Finalmente, me gustaría resaltar dos artículos que dan cuenta del modo en que las nuevas perspectivas historiográficas de los últimos treinta años han arrojado luz sobre los temas predilectos de los primeros autores de Historia Mexicana: las Leyes de Reforma. En primer lugar, me refiero al texto de Pablo Mijangos “Entre la igualdad y la gobernabilidad: los motivos de la supresión del fuero eclesiástico”.40 En este escrito, Mijangos deja de un lado los argumentos que ven la Ley Juárez de 1856 como una manifestación del principio liberal de igualdad, para indagar acerca de “las posibles motivaciones prácticas” detrás del decreto.41 Para hacerlo, analiza cuidadosamente la historia de los (des)encuentros entre los fueros civil y eclesiástico durante las décadas inmediatamente anteriores a 1857. De esta manera, muestra cómo las grandes variaciones entre la jurisdicción y la normatividad de los tribunales eclesiásticos y los civiles creaban problemas políticos durante el primer federalismo y, dentro de este contexto, cómo la inmunidad del clero empezaba a interpretarse como garante de impunidad para los clérigos delincuentes y una herramienta con que la Iglesia podría entrometerse en asuntos exclusivos del fuero civil.
El segundo artículo es “Pueblos, reformas y desfases en el sur de México: Oaxaca, 1856 1857”, de Luis Alberto Arrioja Díaz Virruell, que examina la recepción y resistencia frente a la Ley Lerdo de 1856 en Oaxaca.42 En este texto, Arrioja Díaz Virruell demuestra que el discurso triunfal de la historia política liberal con relación a las Leyes de Reforma requiere matices importantes.
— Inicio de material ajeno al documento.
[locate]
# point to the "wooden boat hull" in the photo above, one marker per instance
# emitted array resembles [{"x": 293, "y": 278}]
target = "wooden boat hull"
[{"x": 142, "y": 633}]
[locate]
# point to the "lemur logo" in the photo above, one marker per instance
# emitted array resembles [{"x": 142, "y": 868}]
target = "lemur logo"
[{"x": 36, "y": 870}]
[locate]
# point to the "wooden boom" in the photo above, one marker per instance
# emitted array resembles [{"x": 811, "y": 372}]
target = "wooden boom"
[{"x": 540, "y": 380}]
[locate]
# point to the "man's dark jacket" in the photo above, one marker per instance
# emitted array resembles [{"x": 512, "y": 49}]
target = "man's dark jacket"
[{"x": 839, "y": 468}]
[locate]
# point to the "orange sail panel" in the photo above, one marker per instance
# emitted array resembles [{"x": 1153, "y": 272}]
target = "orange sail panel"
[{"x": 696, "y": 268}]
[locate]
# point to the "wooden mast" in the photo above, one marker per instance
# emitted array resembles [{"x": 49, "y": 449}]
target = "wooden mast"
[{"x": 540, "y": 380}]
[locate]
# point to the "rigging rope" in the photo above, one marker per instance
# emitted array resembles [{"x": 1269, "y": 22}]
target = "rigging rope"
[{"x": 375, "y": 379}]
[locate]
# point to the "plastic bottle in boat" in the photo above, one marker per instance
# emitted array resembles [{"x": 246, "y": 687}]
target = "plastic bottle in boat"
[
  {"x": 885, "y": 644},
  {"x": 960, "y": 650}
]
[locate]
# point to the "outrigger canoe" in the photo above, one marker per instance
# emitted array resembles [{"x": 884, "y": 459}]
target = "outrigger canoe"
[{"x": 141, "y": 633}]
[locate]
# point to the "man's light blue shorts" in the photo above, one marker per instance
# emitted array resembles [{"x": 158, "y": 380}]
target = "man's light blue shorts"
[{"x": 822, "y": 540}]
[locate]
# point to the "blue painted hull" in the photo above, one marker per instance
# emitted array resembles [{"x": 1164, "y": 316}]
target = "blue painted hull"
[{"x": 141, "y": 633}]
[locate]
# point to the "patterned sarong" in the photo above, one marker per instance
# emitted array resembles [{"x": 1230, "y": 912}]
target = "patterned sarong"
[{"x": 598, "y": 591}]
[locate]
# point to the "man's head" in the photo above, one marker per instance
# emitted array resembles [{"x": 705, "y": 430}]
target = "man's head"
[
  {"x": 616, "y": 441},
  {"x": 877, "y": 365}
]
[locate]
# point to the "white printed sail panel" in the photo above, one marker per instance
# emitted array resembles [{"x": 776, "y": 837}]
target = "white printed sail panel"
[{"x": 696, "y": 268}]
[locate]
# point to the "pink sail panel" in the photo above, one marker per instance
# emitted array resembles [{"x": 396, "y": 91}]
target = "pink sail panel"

Observa que el entusiasmo con que el gobierno oaxaqueño promovió la desamortización de las corporaciones civiles en 1856 no era algo nuevo para los políticos oaxaqueños, sino que reflejaba un interés recurrente por parte de los sucesivos gobernadores de Oaxaca “en disolver la condición jurídica que resguardaba los bienes comunales”.43 Al mismo tiempo, compara este contexto con la Constitución oaxaqueña en 1857, sobre todo con el artículo 68 párrafo 4, que otorgaba a los ayuntamientos la facultad “de administrar los bienes comunales”, y se pregunta por las razones de esta disyuntiva.44 Encuentra la respuesta en la oposición a la desamortización de varios grupos, principalmente políticos conservadores, defensores de la Iglesia y de las propias comunidades afectadas, lo que obligó a los políticos liberales oaxaqueños a buscar una solución negociada con el fin de evitar una confrontación abierta. Arrioja concluye, sobre todo, que “el lugar que ocupaban los pueblos y los bienes comunales indígenas en la economía estatal” fue determinante para frenar el refrendo de la Ley Lerdo en la constitución local.45
Los artículos mencionados en este último apartado son testimonio de las aportaciones de Historia Mexicana a la historiografía nacional y la importancia de la revista para las nuevas generaciones de historiadores. Tal vez es un tópico decir que toda historia responde a las inquietudes del presente, pero en el contexto actual es notorio que en las páginas de la revista se puede apreciar que la narración histórica sobre las primeras décadas de independencia ha superado las limitaciones del discurso patriótico liberal que criticó Josefina Zoraida Vázquez en las décadas de 1980 y 1990, para presentar una apreciación diversa de sus complejidades. El reto para los siguientes años es lograr que estas interpretaciones tengan un impacto positivo en el discurso político popular.